Tactics Escalating, More Negative
By Mark Gruenberg
PAI Staff Writer
LANCASTER, Calif. (PAI)--Angel Warner and her 600 co-workers at a Rite-Aid warehouse in Lancaster, Calif., have been through hell -- and it’s not just because they broil in the summer in the un-air-conditioned facility or freeze in the winter.
It’s because they tried to organize. They succeeded, but at a huge cost.
“We were all living paycheck to paycheck” after new managers came in and working conditions crashed, she told a D.C. press conference on May 20. Wages were frozen, health care premiums were unilaterally increased -- and workers had a choice, at the work rates managers demanded, of either cutting corners and toiling in unsafe conditions, or not cutting corners, failing to make quotas, and being fired.

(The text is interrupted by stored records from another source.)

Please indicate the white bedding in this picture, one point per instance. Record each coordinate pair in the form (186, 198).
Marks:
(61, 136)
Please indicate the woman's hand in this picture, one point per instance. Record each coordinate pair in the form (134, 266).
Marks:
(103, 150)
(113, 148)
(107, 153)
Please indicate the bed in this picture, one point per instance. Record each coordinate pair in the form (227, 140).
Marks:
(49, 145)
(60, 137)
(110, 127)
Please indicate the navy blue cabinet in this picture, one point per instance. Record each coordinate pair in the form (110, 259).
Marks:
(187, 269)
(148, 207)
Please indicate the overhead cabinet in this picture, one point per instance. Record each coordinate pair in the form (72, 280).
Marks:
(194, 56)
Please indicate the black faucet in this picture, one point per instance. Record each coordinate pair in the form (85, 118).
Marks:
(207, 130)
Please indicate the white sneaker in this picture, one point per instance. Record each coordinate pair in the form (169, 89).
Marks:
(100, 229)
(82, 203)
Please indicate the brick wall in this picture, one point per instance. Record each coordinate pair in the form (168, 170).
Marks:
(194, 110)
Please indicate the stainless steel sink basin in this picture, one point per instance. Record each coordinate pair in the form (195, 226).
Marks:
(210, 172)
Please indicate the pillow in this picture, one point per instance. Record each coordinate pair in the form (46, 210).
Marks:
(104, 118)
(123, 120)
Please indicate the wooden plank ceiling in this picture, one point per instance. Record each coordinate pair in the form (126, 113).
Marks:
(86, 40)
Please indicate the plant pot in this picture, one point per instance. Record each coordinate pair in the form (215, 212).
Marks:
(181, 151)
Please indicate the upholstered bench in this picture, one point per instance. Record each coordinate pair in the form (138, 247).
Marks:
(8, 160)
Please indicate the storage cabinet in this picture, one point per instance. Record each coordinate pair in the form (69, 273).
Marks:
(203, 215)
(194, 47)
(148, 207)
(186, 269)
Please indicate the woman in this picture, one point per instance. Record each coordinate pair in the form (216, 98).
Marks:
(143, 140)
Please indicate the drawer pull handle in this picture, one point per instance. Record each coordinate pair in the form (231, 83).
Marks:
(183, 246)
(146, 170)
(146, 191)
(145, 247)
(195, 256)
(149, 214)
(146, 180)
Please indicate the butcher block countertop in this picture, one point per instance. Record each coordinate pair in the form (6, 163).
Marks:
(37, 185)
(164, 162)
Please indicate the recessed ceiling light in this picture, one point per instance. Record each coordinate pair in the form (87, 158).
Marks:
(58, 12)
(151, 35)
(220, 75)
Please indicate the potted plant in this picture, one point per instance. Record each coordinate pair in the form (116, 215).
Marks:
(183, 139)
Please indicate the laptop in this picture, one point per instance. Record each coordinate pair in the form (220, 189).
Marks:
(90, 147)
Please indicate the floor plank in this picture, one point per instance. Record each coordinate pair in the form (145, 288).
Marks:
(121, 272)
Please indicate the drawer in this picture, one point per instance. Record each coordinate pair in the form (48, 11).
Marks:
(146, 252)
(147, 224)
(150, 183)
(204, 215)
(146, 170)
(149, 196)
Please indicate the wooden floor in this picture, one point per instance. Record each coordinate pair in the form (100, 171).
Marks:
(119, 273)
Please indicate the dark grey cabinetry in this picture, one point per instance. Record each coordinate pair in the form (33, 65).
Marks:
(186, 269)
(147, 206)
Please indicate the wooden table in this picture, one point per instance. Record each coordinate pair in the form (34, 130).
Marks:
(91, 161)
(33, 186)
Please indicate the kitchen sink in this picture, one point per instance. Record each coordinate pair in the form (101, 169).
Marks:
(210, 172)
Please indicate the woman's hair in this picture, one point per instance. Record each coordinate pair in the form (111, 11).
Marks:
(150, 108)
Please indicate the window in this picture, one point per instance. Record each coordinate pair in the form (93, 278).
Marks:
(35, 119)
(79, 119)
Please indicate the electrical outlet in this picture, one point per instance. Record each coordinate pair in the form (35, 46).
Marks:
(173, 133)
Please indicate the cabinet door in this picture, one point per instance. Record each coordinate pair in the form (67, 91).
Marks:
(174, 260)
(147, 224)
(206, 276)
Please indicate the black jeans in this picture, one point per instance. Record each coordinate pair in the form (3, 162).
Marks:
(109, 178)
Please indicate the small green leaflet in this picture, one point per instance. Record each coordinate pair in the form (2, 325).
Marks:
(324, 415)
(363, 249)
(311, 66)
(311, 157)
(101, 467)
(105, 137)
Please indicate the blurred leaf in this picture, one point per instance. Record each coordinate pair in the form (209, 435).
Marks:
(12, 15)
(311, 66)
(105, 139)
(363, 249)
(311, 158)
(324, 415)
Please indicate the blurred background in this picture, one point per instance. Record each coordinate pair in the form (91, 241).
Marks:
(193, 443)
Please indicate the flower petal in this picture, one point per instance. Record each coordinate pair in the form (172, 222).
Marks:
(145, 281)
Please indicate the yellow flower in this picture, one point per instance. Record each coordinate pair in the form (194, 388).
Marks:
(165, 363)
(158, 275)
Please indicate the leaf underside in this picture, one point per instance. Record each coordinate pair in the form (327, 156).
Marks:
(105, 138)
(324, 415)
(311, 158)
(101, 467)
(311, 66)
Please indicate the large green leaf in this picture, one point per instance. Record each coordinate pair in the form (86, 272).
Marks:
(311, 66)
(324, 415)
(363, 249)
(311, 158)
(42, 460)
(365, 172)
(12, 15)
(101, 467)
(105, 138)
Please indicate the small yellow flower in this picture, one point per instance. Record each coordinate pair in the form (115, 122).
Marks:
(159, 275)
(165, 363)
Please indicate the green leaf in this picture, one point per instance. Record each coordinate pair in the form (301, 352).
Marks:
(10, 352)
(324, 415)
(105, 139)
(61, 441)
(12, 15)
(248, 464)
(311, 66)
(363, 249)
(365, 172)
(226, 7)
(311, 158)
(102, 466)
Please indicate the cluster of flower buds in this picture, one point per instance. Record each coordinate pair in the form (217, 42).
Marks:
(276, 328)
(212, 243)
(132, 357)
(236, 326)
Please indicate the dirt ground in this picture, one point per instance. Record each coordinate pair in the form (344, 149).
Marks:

“So you walk a fine line between taking a trip to the hospital or a trip to the unemployment line,” she says.
And then, when they organized with the International Longshore and Warehouse Union in a campaign that began more than two years ago, things got worse. Rite-Aid “threatened to fire people, and close the building, and they followed through on their threats.” Pausing to get control of her voice, Warner added: “I have friends who lost their jobs, their credit is in the dirt, and they’re terrified.” Warner was illegally fired.

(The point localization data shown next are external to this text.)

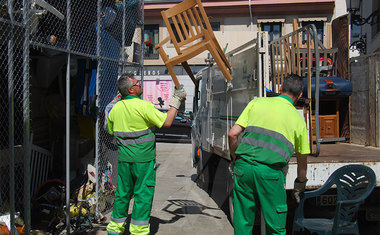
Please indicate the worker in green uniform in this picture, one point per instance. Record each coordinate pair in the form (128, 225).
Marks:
(274, 132)
(129, 121)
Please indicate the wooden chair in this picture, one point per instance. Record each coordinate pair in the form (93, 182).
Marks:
(183, 18)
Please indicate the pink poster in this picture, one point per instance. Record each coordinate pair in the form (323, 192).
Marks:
(158, 92)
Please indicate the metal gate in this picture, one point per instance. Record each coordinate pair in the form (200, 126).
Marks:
(59, 63)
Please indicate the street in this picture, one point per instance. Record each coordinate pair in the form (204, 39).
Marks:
(180, 206)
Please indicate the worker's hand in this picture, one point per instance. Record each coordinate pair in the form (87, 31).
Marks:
(299, 189)
(178, 97)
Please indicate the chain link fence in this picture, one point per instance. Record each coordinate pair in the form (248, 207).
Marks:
(59, 64)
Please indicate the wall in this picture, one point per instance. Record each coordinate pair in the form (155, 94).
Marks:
(365, 104)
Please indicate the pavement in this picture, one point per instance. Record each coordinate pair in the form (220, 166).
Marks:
(180, 206)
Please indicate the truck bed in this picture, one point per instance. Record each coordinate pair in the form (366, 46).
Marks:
(332, 157)
(344, 153)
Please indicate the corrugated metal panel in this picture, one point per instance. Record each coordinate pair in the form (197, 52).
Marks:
(365, 105)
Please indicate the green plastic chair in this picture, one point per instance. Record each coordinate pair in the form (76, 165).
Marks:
(354, 183)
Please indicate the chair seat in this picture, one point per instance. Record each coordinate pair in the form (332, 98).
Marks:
(188, 53)
(315, 225)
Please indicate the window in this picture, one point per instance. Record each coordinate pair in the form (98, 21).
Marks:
(319, 25)
(273, 29)
(150, 40)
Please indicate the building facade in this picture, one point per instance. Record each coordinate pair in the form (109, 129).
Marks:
(235, 23)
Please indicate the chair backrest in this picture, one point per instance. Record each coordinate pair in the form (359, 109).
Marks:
(189, 21)
(353, 182)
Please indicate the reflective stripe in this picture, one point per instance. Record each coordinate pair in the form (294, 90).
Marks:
(267, 145)
(273, 134)
(118, 220)
(136, 141)
(139, 222)
(132, 134)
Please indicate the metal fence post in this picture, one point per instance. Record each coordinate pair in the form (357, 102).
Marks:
(68, 22)
(123, 40)
(11, 133)
(26, 114)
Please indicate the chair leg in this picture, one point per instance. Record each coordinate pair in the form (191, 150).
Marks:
(172, 74)
(220, 63)
(189, 72)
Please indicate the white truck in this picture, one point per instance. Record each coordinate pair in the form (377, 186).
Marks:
(218, 104)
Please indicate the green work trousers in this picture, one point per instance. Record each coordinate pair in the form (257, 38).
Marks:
(135, 179)
(261, 184)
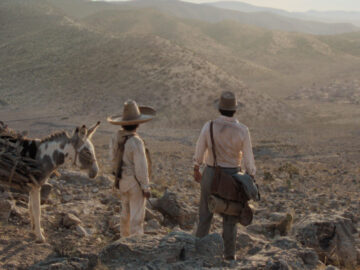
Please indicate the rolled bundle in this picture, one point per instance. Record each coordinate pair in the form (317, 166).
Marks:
(16, 170)
(220, 206)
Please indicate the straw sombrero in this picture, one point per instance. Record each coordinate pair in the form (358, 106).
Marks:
(132, 115)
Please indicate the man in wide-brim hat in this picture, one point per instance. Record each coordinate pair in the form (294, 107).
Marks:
(130, 166)
(232, 145)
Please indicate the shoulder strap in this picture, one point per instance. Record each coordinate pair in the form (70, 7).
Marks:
(213, 142)
(121, 148)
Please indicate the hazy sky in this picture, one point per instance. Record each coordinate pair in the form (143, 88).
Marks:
(299, 5)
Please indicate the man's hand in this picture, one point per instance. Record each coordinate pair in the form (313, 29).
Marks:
(197, 174)
(147, 193)
(116, 183)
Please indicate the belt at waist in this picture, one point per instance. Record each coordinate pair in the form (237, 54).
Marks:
(230, 168)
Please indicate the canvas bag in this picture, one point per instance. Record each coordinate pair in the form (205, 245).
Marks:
(119, 159)
(248, 184)
(227, 193)
(224, 185)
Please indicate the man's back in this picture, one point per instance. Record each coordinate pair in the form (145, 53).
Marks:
(232, 140)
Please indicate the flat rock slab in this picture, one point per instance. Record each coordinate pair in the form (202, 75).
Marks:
(333, 238)
(175, 250)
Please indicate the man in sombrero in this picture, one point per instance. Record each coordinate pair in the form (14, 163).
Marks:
(130, 166)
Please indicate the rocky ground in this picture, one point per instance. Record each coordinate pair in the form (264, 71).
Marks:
(308, 216)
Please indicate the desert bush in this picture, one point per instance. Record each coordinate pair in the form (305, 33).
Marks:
(290, 169)
(268, 176)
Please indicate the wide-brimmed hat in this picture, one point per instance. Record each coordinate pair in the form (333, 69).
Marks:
(227, 102)
(132, 114)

Company actions when the workers organize “put a physical, emotional and psychological pressure on you,” she adds. ILWU won the election at Rite-Aid, after getting cards from 70% of workers, but by only a few votes. After a year of negotiating with Rite-Aid, and 30 bargaining sessions, it’s obvious the firm is stalling there, too: “The only thing we’ve agreed upon is where to hang the union bulletin board,” Warner says.
Unfortunately, Warner’s riveting story is common, says a new report -- the most comprehensive to date -- on company tactics during union organizing campaigns and in bargaining contracts.
No Holds Barred: The Intensification Of Employer Opposition To Organizing, by Cornell Professor Kate Bronfenbrenner, covers the most recent five years of data (1998-2003) from organizing drives that culminated in National Labor Relations Board-run elections, which were followed all the way through to their conclusions, years afterwards. It found firms took harder lines than ever before when workers organize.
Bronfenbrenner, working with a sample of 1,004 cases -- from the initial organizing contact all the way through to the end of each drive, whatever it was -- and 562 in-depth interviews with organizers, found overwhelming majorities of companies using extreme tactics, legal and illegal, to thwart workers. Specifically:
* Employers threatened to close the plant -- supposedly illegal under labor law -- in 57% of organizing drives, illegally fired workers in 34%, and threatened to cut wages and benefits in 47% of drives. In two-thirds of all drives, workers were forced to attend one-on-one anti-union sessions with their supervisors. Those sessions are legal, but the interrogation in them about union support (in 63%) and threats (in 54%) are not.
* The number of organizing drives where unions were forced to file multiple charges of labor law-breaking, formally called unfair labor practice charges, doubled, to 40%, compared to the prior five years. But Bronfenbrenner says that actually understates company labor law-breaking.
Charges were not filed in most organizing drives, her study found, for three reasons: They were dropped as part of contract settlements, they could delay recognition of the union if it won the vote, or open workers to more retaliation if it lost.
* Companies used to combine sticks -- labor law-breaking such as firings and threats to close -- with carrots: Raises to favored workers, promises of change if the workers voted against the union, and so on. Not any more. Bronfenbrenner said firms, emboldened by the political climate, by their own increasing ability to pick up and move to avoid unions, and by the weakness of labor law penalties, rarely bother with carrots.
* Companies aren’t waiting for organizing to get in gear before breaking labor law. The report says 23% of all labor-law breaking charges and 24% of serious charges -- illegal firings, spying and interrogation -- were filed before elections, and one-sixth of the charges were sent in at least a month before the union petitioned for the election.
“Our research showed the NLRB has failed workers, and they no longer trust it,” Bronfenbrenner said. That’s because the law is tilted and its penalties weak, she said.
Warner and her colleagues at the Rite-Aid warehouse in Lancaster suffered all that and more, Warner told the group. That’s why Congress must pass the Employee Free Choice Act, she added. Its majority sign-up provision -- to let workers instantly, legally get their union once an NLRB-verified majority signs election authorization cards -- would cut off much of the pressure workers now face, speakers said.
But the act faces a GOP-planned filibuster. It needs 60 votes and has more than 50, but one of seven uncertain Democrats is Warner’s California senator, Dianne Feinstein. Warner told the workers’ story to the senator’s staff, and got a brush-off. “The response is ‘Now is not the time,’” Warner reported.